Has she disclosed her diagnosis to her and what she is working on in what type of therapy?

Have her ask her therapist if there is anything helpful for a friend to read up on to help understand her, set boundaries and have an OK/healthy relationship. Otherwise you need to buck up and set boundaries or take a break from her.
Anonymous
Anonymous wrote:I had an ex-GF with BPD. She never admitted it to me, but told me she was in therapy for depression. She had both a psychiatrist and a psychologist.

She clearly had both BPD and depression. Massive fear of abandonment issues. She basically checked every box on the list. I think a lot of BPD patients won't admit it because they don't want to drive people away.

It was the most unhealthy relationship in my life. So many up's and down's, threats toward me. I eventually broke it off when she moved away for a PhD program (she could clearly manage her professional duties and she was a very hard academic worker). She expected that we would continue long-distance, but I extricated myself from the relationship. Her parents were so upset that I ended it, because it was pretty clear they believed I was going to "take over" her care from them. Her mother was so angry.

It was such a toxic situation and I'm very relieved I did not commit my life to her. I would've been miserable.


Thank goodness. Your life would have been ruined.
Unf it’s not uncommon for parents to try to marry off their troubled sins and daughters (bpd, bipolar, ASD).

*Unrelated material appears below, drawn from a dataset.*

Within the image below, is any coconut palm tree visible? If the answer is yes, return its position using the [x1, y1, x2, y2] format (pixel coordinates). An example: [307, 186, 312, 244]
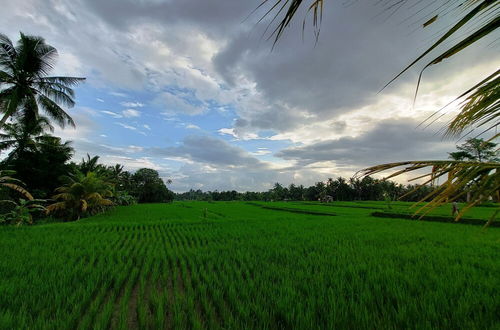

It often runs in the family, it’s their normal baggier (!!!!), and they just cannot see how toxic it is.
Anonymous
OP here. Thanks for the useful responses. It is true that I have found myself in a codependent relationship with my friend. I am in therapy and have been thinking a lot about it. The reason for trying to offer some specifics about the friend is to clarify the dynamic. You are all correct that I worded it as a “help me diagnose this”; it isn’t really pertinent what the diagnosis is, though. It’s just the level of issue (the suicidal stuff, the drug use, for examples) that I’m trying to get across. So when I try to express boundaries there has been blowback that is very scary. I just don’t know if others have had success in these types of scenarios when trying to become not codependent. Like if you express a boundary and your friend winds up in a ditch, what do you do? I know I’m supposed to not take ownership but how do you navigate this?